Leïla Slimani
Regardez-nous danser

Avril 1968. On retrouve Mathilde et Amine comme si on ne les avait pas vraiment quittés. Mathilde a vieilli et grossi. Elle se sent terne et fatiguée. Elle qui s’est occupée des enfants, qui a soutenu et aidé son mari tant qu’elle pouvait, elle se sent désormais inutile. Amine, quant à lui, « est devenu encore plus beau avec l’âge. » Il est toujours dévoué à la tâche, intègre et à la fois dur et exigeant avec ses employés (mais pas seulement avec eux). Son investissement n’aura pas été vain car sa ferme est devenue prospère et il est maintenant plus serein. Il côtoie même la bourgeoisie française – assez hypocrite et pas vraiment assagie (suite aux émeutes de l’automne 1956) – et use de son charme avec excès.

Dans son ennui du quotidien, Mathilde rêve d’une piscine. « Ce jardin avait été son antre, son refuge, sa fierté…. Comment pouvait-elle à présent rêver de chaos et de dévastation ? » Amine rechigne puis finalement cède à ce caprice, secrètement et uniquement pour éblouir sa fille Aïcha. « Par sa fille, par son enfant, il devenait quelqu’un d’autre.
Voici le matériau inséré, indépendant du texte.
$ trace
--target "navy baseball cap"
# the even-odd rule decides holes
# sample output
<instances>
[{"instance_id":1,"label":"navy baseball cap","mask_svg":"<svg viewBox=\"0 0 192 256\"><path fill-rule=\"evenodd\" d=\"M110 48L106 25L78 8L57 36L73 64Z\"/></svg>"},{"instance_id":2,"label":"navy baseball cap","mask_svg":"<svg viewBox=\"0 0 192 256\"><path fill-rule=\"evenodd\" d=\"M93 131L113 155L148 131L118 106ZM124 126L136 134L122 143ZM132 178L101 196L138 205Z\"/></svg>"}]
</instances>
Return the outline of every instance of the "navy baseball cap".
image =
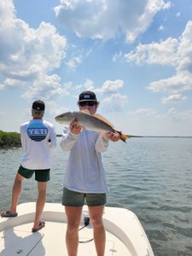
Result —
<instances>
[{"instance_id":1,"label":"navy baseball cap","mask_svg":"<svg viewBox=\"0 0 192 256\"><path fill-rule=\"evenodd\" d=\"M93 91L90 90L84 90L81 92L81 94L79 96L79 102L97 102L96 94Z\"/></svg>"},{"instance_id":2,"label":"navy baseball cap","mask_svg":"<svg viewBox=\"0 0 192 256\"><path fill-rule=\"evenodd\" d=\"M45 108L44 102L40 100L35 101L32 103L32 109L34 109L34 110L44 111L44 108Z\"/></svg>"}]
</instances>

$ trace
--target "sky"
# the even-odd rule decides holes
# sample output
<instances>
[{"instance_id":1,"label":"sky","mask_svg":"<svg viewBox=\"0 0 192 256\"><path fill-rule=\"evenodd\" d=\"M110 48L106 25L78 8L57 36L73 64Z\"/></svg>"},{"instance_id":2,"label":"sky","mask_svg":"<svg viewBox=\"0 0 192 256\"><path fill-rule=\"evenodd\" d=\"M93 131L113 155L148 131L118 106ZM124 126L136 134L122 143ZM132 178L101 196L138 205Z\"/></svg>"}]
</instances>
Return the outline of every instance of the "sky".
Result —
<instances>
[{"instance_id":1,"label":"sky","mask_svg":"<svg viewBox=\"0 0 192 256\"><path fill-rule=\"evenodd\" d=\"M191 0L1 0L0 21L0 130L41 99L61 133L89 90L118 131L192 136Z\"/></svg>"}]
</instances>

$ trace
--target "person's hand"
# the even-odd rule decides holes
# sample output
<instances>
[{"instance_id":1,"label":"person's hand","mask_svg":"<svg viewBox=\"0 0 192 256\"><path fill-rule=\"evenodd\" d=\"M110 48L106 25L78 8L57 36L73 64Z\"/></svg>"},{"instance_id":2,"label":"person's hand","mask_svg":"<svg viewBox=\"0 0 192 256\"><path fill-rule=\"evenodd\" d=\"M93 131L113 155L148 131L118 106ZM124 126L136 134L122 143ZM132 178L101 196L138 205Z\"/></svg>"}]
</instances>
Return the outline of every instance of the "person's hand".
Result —
<instances>
[{"instance_id":1,"label":"person's hand","mask_svg":"<svg viewBox=\"0 0 192 256\"><path fill-rule=\"evenodd\" d=\"M69 129L71 132L74 134L79 134L81 132L81 126L79 125L79 121L76 119L71 122Z\"/></svg>"},{"instance_id":2,"label":"person's hand","mask_svg":"<svg viewBox=\"0 0 192 256\"><path fill-rule=\"evenodd\" d=\"M102 137L108 138L112 142L118 142L120 139L120 134L117 131L105 132L105 133L103 133Z\"/></svg>"}]
</instances>

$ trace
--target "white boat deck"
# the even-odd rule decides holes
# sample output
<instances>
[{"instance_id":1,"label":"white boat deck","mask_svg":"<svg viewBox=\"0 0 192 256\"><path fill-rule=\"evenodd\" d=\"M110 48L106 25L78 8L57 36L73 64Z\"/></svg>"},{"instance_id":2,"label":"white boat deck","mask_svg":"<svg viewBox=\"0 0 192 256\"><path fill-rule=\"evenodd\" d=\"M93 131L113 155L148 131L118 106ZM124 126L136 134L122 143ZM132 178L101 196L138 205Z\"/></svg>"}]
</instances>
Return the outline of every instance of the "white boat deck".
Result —
<instances>
[{"instance_id":1,"label":"white boat deck","mask_svg":"<svg viewBox=\"0 0 192 256\"><path fill-rule=\"evenodd\" d=\"M32 233L35 203L18 206L18 217L0 218L0 256L67 256L64 207L46 203L43 218L45 227ZM88 217L86 206L82 214ZM149 241L137 216L131 211L105 207L105 256L154 256ZM92 239L91 224L79 231L79 241ZM96 256L94 241L79 243L78 256Z\"/></svg>"}]
</instances>

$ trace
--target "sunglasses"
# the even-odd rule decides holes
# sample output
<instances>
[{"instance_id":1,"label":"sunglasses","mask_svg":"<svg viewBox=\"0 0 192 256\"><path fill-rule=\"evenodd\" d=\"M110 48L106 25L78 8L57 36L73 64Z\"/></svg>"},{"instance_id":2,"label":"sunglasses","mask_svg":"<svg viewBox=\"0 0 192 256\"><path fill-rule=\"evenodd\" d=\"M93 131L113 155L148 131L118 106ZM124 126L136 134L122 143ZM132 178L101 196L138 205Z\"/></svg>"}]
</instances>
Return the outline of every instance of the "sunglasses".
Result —
<instances>
[{"instance_id":1,"label":"sunglasses","mask_svg":"<svg viewBox=\"0 0 192 256\"><path fill-rule=\"evenodd\" d=\"M97 102L96 101L92 101L92 102L79 102L79 104L81 107L85 107L85 106L93 107L93 106L96 105Z\"/></svg>"}]
</instances>

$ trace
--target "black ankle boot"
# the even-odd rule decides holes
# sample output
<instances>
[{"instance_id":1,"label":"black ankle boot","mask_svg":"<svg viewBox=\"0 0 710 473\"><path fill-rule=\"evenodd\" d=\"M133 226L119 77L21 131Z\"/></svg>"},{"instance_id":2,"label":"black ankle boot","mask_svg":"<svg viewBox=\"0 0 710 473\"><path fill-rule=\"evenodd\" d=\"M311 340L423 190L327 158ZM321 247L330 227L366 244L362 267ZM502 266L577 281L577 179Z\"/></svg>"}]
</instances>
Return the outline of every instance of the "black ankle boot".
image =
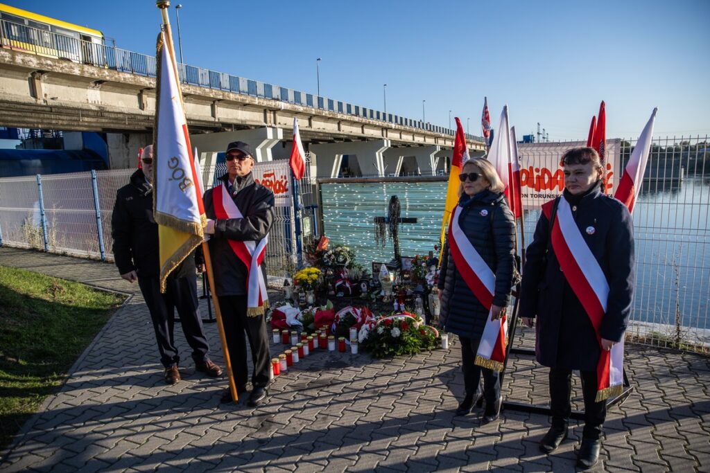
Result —
<instances>
[{"instance_id":1,"label":"black ankle boot","mask_svg":"<svg viewBox=\"0 0 710 473\"><path fill-rule=\"evenodd\" d=\"M492 404L486 402L486 410L484 411L484 423L488 423L489 422L498 420L498 418L501 416L501 406L502 404L502 396Z\"/></svg>"},{"instance_id":2,"label":"black ankle boot","mask_svg":"<svg viewBox=\"0 0 710 473\"><path fill-rule=\"evenodd\" d=\"M551 453L557 450L562 440L567 438L567 426L550 427L540 441L540 450L545 453Z\"/></svg>"},{"instance_id":3,"label":"black ankle boot","mask_svg":"<svg viewBox=\"0 0 710 473\"><path fill-rule=\"evenodd\" d=\"M577 467L586 469L596 464L596 462L599 460L601 448L601 439L582 438L581 445L577 452Z\"/></svg>"},{"instance_id":4,"label":"black ankle boot","mask_svg":"<svg viewBox=\"0 0 710 473\"><path fill-rule=\"evenodd\" d=\"M456 409L457 416L467 416L471 413L471 410L476 406L480 394L466 394L464 400L459 404L459 407Z\"/></svg>"}]
</instances>

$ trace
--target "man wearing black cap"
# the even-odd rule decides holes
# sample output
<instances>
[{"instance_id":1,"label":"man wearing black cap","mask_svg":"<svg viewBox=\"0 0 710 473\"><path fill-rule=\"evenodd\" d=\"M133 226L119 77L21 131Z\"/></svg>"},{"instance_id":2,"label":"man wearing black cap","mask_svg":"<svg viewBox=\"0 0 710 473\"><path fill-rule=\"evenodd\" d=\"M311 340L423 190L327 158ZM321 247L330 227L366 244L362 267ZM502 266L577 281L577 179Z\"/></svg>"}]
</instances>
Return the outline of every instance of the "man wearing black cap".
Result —
<instances>
[{"instance_id":1,"label":"man wearing black cap","mask_svg":"<svg viewBox=\"0 0 710 473\"><path fill-rule=\"evenodd\" d=\"M221 183L204 193L204 211L214 272L214 291L219 301L224 335L238 394L246 391L249 340L253 389L248 401L256 406L266 399L269 381L268 338L264 310L268 306L263 255L273 223L274 196L254 182L255 161L245 143L229 143L225 155L226 174ZM254 262L254 264L251 264ZM227 389L223 401L231 400Z\"/></svg>"}]
</instances>

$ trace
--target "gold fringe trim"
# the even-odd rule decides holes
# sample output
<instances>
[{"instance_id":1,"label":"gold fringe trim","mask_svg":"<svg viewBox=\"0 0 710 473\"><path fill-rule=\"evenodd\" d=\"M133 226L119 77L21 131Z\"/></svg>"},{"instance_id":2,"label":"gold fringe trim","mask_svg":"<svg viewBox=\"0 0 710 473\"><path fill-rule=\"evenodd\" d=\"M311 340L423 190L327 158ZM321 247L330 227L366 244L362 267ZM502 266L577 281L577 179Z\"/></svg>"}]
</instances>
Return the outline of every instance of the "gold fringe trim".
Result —
<instances>
[{"instance_id":1,"label":"gold fringe trim","mask_svg":"<svg viewBox=\"0 0 710 473\"><path fill-rule=\"evenodd\" d=\"M263 316L268 308L268 299L264 301L263 304L258 307L249 307L246 309L247 317L258 317Z\"/></svg>"},{"instance_id":2,"label":"gold fringe trim","mask_svg":"<svg viewBox=\"0 0 710 473\"><path fill-rule=\"evenodd\" d=\"M153 218L155 219L155 223L158 225L174 228L175 230L182 232L183 233L190 233L193 235L196 235L200 238L200 243L202 243L202 238L204 233L202 231L202 220L204 217L200 217L200 221L199 223L190 222L186 220L178 218L175 216L172 216L169 213L163 213L163 212L155 211L153 212Z\"/></svg>"},{"instance_id":3,"label":"gold fringe trim","mask_svg":"<svg viewBox=\"0 0 710 473\"><path fill-rule=\"evenodd\" d=\"M623 392L623 384L618 384L616 386L610 386L608 388L604 388L596 391L596 402L601 402L602 401L606 401L610 397L615 397L616 396L621 396L621 393Z\"/></svg>"},{"instance_id":4,"label":"gold fringe trim","mask_svg":"<svg viewBox=\"0 0 710 473\"><path fill-rule=\"evenodd\" d=\"M476 360L474 361L474 365L478 365L484 368L488 368L488 369L493 369L493 371L501 372L503 371L503 363L501 362L497 362L495 360L488 360L484 358L480 355L476 355Z\"/></svg>"},{"instance_id":5,"label":"gold fringe trim","mask_svg":"<svg viewBox=\"0 0 710 473\"><path fill-rule=\"evenodd\" d=\"M187 240L183 243L178 250L173 253L173 255L160 267L160 292L165 294L168 276L173 272L173 270L178 267L178 265L182 262L187 256L192 252L192 250L197 247L202 243L202 237L195 235L190 236Z\"/></svg>"}]
</instances>

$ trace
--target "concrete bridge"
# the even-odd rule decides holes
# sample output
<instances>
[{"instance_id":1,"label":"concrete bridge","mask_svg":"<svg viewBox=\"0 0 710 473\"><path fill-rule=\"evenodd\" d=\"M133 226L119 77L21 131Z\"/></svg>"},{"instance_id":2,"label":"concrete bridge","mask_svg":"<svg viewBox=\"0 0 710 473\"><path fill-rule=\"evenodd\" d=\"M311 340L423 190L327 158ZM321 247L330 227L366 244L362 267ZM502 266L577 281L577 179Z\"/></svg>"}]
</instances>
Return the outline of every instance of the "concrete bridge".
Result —
<instances>
[{"instance_id":1,"label":"concrete bridge","mask_svg":"<svg viewBox=\"0 0 710 473\"><path fill-rule=\"evenodd\" d=\"M275 86L222 76L227 84L239 79L239 92L182 85L192 143L208 165L234 140L249 143L258 161L288 157L295 116L315 156L312 175L337 177L344 157L351 171L376 176L435 174L450 159L454 134L444 127L324 97L311 106L310 94L302 103L300 92L277 87L274 94ZM239 88L242 80L246 92ZM268 94L248 93L252 82L255 91L268 86ZM121 168L134 165L138 149L151 141L155 110L149 75L0 49L0 126L106 133L111 167ZM483 141L467 138L472 154L481 154Z\"/></svg>"}]
</instances>

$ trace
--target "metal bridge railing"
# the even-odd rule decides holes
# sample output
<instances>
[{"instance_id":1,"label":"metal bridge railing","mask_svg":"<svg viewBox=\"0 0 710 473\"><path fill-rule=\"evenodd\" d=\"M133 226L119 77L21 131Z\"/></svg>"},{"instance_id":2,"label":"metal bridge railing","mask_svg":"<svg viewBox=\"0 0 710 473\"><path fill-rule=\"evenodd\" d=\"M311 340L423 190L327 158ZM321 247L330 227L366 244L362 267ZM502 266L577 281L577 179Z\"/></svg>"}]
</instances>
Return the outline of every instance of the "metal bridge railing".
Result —
<instances>
[{"instance_id":1,"label":"metal bridge railing","mask_svg":"<svg viewBox=\"0 0 710 473\"><path fill-rule=\"evenodd\" d=\"M121 72L138 74L148 77L156 76L154 56L128 51L104 43L85 41L6 20L0 20L0 45L26 52L67 59L75 62ZM454 136L456 134L455 130L425 123L420 120L386 113L378 110L224 72L185 64L178 65L178 69L180 81L190 85L302 105L442 135ZM466 133L466 138L472 141L484 143L484 138L480 136Z\"/></svg>"}]
</instances>

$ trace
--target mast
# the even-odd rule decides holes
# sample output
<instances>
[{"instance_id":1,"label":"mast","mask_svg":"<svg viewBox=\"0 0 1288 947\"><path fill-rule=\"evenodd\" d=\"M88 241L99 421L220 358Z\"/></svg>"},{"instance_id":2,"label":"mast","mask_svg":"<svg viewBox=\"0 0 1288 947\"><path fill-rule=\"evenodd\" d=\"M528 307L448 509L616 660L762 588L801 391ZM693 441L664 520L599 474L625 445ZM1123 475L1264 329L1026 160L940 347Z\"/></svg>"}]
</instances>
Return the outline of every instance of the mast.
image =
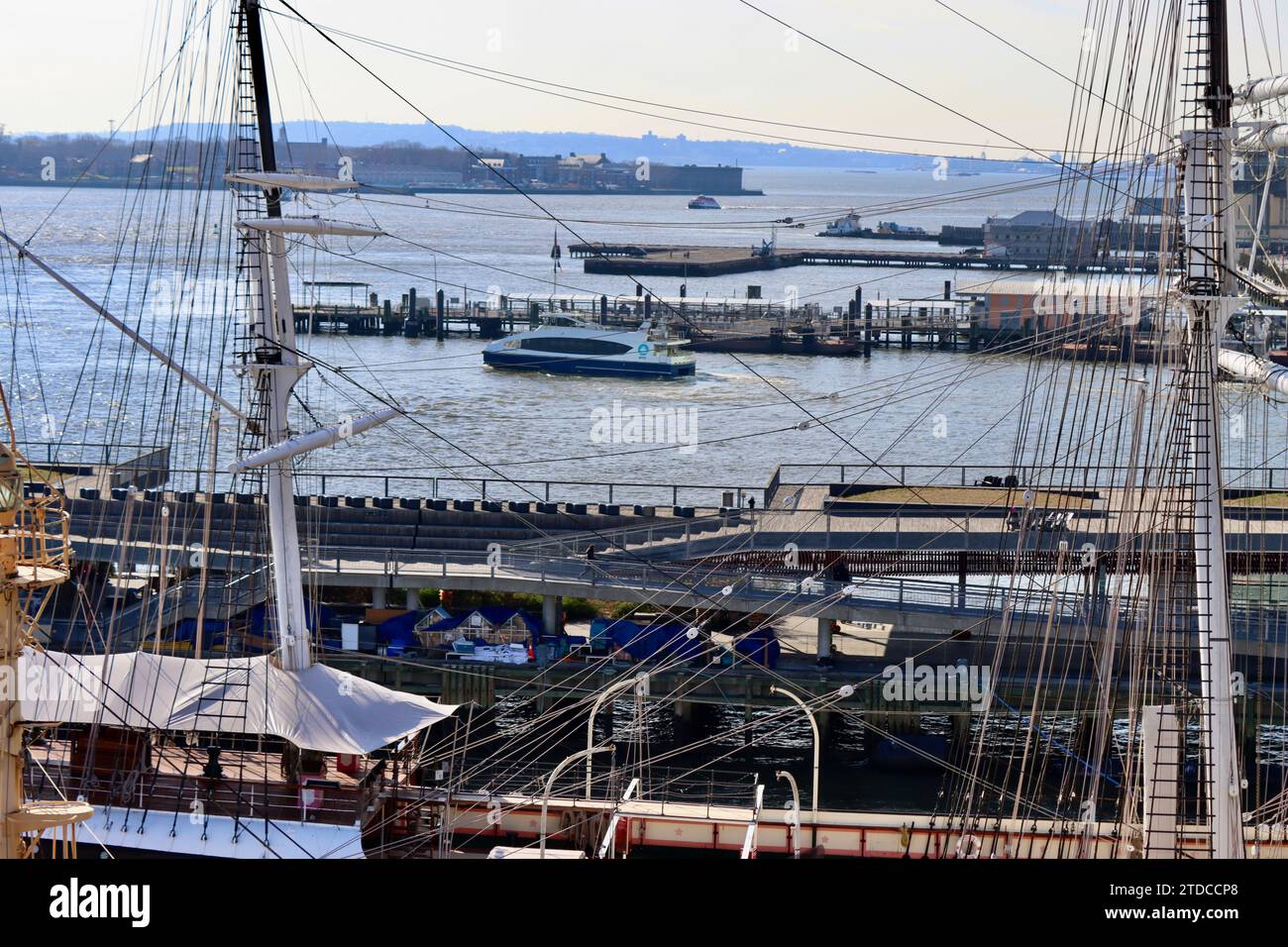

Elle l’élevait, l’arrachait à la misère et à la médiocrité. » Car Aïcha, après plusieurs années passées en Alsace pour ses études de médecine, est de retour. Et Amine est très fière de la réussite de sa fille. Elle a toujours été très studieuse, tellement concentrée sur ces études qu’elle a été très souvent déconnectée du monde qui l’entoure. Détachée de l’actualité, elle a notamment assisté aux soulèvements de Mai 68 avec perplexité. En fait, « Aïcha était une fourmi, appliquée et besogneuse. Et elle n’avait aucune intention de s’envoler. » Aïcha renoue avec la maison de son enfance avec un brin de nostalgie, et sombre tout d’abord dans la léthargie et la contemplation. Elle retrouve Monette son amie d’enfance, rencontre Mehdi – un garçon un peu spécial-, et surtout découvre l’amour. Mehdi est fou d’elle et l’exprime avec ardeur. «  Non seulement il était amoureux d’elle, la femme qu’il connaissait, mais aussi de toutes celles qu’elle avait été et de toutes celles qu’elle deviendrait. » Submergée, Aïcha panique et prend le temps d’apaiser ses émotions.

« Aïcha, Aïcha. Le simple prénom de sa soeur suffisait à le mettre en rage. » Selim, lui, n’est pas ravi du retour de sa soeur.  Il n’aime pas les études et n’arrive même pas à avoir son baccalauréat. Il s’est toujours senti en décalage, pas à sa place face aux demandes des professeurs, face au regard terrifiant de son père. Lui qui n’est ni acharné ni besogneux. Lui qui prend du plaisir qu’en nageant. Selim grandit, devient un homme et ça n’est pas facile également. Seul et incompris, il trouve un peu de réconfort dans les bras de sa tante Selma puis rejoint la communauté hippie installée sur la côté atlantique du Maroc, et s’évade dans des délires hallucinogènes. « Selim était prisonnier d’un rêve poisseux, gluant, profond comme un marécage, et il ne pouvait s’en arracher, comme ces personnages de contes qui rêvent qu’ils rêvent qu’ils rêvent. »

La vie n’est pas facile voire chaotique pour Amine, Mathilde, Aïcha, Selim et les autres. Chacun suit sont chemin, une voie qui élève, un sentier plus tranquille ou un labyrinthe inextricable dans un pays certes indépendant mais encore fragile. La jeunesse a soif de liberté et de modernité. Mais la répression sévit toujours et les inégalités sociales persistent. Par leur personnalité, leur tenacité, leur doutes ou leur sensibilité, les protagonistes de cette histoire ont une vie remarquable. C’est encore une fois une belle histoire, un roman de Leïla Slimani à ne pas manquer.

Regardez-nous danser, Le pays des autres 2, Editions Gallimard, 365 pages.